10 septembre 1914

Ma bonne Cécile

cette fois nous sommes fixés et la situation est nette. À l’asile tu toucheras la différence entre ce que j’ai touché ici et mes appointements soit 230 Fr. environ.

De plus j’espère t’envoyer d’ici une partie de ma solde j’ai 100 Fr. disponible actuellement d’autre part je crois que nous pouvons aussi nous fouiller pour ma retraite militaire du moins à partir du 1er août.

L’asile complétera peut-être ses allocations et l’élasticité du budget se mettra peut-être en rapport avec l’ardeur que je mets à empêcher que l’établissement passe sous l’administration allemande, comme celui de Sarreguemines. Certes je ne suis pas satisfait, néanmoins comme tu le dis il y en a de plus malheureux que nous. Remercie cependant Monsieur le directeur pour ce qu’il a pu obtenir ; j’ai le secret espoir que nous n’y perdrons rien en résumé.

Bref c’est une question tranchée, tu me dis que ça suffira, ce sera ma chérie la part de sacrifice.

J n’ai jamais entré dans mon esprit que la guerre serait pour moi une source de profit puisque je n’y ai jamais cru.
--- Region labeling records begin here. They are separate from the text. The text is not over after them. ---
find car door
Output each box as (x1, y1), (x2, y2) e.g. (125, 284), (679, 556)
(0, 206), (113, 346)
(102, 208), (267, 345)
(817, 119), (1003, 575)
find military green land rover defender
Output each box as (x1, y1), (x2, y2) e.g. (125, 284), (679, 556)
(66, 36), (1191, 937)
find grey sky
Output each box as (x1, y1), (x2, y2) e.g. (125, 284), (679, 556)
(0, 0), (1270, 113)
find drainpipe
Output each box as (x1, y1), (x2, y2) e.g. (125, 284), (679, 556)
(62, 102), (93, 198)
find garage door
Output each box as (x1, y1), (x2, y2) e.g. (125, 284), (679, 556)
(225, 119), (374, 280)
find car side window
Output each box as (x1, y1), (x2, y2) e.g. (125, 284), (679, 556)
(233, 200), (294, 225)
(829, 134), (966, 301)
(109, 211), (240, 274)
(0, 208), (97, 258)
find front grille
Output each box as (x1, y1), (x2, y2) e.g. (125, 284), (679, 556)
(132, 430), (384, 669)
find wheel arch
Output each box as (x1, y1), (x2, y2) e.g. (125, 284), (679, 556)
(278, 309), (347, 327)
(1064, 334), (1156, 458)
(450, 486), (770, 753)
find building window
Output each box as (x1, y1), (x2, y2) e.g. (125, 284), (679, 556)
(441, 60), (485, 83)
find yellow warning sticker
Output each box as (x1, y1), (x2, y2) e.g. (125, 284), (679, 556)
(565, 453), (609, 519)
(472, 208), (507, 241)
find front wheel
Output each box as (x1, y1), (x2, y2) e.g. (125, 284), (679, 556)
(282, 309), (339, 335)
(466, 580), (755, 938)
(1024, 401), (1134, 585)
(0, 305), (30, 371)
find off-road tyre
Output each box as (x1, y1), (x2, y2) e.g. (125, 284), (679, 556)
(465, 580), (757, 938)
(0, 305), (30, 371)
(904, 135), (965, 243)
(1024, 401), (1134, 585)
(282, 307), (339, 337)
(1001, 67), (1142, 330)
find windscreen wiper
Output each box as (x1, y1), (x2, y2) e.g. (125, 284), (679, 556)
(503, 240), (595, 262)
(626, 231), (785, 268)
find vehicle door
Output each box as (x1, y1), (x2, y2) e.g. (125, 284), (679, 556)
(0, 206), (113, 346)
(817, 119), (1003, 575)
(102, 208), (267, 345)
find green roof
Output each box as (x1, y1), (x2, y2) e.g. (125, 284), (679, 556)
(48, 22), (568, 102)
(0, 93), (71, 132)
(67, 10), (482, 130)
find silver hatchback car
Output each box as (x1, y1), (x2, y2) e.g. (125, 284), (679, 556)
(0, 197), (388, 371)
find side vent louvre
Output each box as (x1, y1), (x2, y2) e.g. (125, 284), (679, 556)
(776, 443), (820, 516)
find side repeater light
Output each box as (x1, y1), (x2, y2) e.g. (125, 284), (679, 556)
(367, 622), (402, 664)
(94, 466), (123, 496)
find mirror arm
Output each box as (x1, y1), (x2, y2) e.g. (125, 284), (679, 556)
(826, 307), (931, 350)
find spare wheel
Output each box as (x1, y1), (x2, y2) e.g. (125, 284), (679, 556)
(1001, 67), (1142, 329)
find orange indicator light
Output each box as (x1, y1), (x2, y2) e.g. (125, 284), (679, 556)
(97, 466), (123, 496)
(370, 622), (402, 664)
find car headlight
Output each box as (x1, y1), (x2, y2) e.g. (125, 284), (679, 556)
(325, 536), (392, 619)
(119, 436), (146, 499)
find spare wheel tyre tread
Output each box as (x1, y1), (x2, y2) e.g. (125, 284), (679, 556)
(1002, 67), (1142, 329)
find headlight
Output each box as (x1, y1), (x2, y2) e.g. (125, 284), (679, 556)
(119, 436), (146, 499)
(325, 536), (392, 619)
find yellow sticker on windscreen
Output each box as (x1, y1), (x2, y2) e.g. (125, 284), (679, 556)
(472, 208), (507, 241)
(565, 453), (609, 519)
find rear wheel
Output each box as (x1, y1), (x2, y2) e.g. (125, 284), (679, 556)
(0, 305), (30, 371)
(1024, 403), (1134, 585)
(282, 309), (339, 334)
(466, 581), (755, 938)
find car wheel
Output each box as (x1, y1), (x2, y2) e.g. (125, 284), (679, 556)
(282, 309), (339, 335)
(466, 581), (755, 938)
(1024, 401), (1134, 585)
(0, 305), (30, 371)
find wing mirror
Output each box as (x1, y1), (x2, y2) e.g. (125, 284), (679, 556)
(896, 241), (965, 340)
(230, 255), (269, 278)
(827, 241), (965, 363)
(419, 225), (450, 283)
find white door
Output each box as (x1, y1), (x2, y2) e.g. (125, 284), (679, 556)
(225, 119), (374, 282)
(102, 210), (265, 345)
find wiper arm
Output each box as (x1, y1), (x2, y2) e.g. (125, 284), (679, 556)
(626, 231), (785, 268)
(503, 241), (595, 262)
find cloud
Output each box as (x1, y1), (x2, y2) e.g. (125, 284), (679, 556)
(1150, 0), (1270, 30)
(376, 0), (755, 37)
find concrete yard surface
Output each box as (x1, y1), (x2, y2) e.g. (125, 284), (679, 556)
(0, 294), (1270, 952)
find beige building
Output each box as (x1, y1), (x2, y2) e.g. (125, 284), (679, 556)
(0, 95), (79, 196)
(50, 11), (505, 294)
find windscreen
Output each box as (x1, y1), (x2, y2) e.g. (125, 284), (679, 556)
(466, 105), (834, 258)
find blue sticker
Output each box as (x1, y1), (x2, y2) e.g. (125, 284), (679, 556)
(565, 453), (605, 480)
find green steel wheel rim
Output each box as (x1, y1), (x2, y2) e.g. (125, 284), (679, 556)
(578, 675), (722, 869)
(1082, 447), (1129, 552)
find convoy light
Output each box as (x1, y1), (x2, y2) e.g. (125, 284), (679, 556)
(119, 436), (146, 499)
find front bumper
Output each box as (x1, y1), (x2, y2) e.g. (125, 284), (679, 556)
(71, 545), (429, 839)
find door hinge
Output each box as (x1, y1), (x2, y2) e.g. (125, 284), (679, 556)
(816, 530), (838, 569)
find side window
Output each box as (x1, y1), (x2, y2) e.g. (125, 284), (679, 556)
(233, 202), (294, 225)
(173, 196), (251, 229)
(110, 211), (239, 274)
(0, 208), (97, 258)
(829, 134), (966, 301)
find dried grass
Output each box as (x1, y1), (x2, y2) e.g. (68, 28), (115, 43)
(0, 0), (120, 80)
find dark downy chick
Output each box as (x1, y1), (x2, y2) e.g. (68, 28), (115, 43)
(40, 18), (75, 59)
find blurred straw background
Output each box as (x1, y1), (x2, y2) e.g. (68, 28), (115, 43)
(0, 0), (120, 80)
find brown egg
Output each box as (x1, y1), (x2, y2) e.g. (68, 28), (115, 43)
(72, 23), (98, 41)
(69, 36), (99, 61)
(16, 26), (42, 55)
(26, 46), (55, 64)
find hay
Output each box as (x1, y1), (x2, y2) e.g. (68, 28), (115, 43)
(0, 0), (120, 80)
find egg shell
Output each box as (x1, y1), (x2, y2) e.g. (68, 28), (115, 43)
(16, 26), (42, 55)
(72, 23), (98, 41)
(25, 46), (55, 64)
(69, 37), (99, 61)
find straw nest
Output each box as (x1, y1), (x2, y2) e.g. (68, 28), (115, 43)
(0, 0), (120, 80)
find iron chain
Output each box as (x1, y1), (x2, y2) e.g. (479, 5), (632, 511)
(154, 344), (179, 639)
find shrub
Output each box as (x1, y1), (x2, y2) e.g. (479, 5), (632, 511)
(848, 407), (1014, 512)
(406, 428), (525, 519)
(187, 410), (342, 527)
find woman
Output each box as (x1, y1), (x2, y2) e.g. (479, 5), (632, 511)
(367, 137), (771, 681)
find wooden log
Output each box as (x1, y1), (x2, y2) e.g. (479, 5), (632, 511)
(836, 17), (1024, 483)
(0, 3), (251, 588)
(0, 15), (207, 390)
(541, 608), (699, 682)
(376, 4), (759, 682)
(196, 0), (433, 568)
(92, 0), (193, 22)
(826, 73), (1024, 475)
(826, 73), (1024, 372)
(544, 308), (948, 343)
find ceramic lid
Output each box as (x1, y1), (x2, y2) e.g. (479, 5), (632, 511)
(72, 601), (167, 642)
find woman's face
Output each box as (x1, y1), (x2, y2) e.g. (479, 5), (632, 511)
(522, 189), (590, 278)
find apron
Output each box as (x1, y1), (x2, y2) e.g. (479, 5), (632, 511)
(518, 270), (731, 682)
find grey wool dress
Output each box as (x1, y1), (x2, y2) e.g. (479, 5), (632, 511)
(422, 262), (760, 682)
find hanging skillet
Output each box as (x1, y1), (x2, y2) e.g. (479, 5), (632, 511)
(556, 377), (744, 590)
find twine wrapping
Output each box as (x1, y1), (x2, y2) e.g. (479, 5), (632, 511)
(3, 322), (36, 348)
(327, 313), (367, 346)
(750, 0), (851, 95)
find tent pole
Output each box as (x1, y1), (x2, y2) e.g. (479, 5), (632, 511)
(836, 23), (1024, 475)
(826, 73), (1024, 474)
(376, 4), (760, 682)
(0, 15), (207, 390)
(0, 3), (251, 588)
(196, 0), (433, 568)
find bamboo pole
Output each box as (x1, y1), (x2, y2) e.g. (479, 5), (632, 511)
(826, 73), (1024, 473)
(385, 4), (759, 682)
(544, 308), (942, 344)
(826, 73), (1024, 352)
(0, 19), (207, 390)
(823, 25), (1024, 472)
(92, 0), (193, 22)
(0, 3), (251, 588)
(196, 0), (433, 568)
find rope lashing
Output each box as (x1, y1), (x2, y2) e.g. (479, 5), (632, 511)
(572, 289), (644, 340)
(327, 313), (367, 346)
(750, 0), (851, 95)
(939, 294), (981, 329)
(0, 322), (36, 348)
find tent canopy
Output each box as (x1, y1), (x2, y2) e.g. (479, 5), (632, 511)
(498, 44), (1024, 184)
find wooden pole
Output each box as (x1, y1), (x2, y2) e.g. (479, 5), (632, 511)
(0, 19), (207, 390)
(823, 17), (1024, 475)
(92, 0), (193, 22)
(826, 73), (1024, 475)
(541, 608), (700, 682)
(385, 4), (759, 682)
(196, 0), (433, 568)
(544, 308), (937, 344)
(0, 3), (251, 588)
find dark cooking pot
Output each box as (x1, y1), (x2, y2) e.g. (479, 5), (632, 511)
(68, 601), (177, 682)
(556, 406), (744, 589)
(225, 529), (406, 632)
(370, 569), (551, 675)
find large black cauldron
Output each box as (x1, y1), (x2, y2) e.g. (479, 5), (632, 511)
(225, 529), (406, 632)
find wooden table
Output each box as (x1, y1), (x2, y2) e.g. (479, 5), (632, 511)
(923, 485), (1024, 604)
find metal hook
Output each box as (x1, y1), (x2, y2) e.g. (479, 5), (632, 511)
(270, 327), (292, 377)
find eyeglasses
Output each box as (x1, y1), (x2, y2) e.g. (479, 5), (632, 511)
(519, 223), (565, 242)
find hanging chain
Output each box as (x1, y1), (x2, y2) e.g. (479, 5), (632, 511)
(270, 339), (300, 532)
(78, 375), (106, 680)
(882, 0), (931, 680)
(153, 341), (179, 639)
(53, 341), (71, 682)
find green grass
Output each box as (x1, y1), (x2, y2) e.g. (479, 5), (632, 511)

Aurait mieux fait car mes brodequins auraient été …… mais je vais parler de cela plus loin. Ma chérie nous ne parlerons donc plus de notre situation financière. Dis-moi cependant si tu

as pu acquitter la dernière prime d’assurance de 8000 Fr. car c’est la dernière n’est-ce pas. Pour celle de 5000 Fr. tu sais qu’on peut suspendre ou payer une surprime si tu as fait ainsi, tu as bien fait.

Cela posé,  je te parle de mes brodequins

J’ai constaté avec stupeur ces jours derniers, mes godillots s’étaient entrouverts à la semelle. Pour les faire ressemeler c’est toute une histoire, mais tu sais ce n’est pas facile de me trouver au dépourvu, pour 40 sous, j’ai acheté à un soldat conducteur une superbe paire de brodequins réglementaires bien ferrés. Ce n’est pas élégant et il va falloir que je les brise mais c’est peu.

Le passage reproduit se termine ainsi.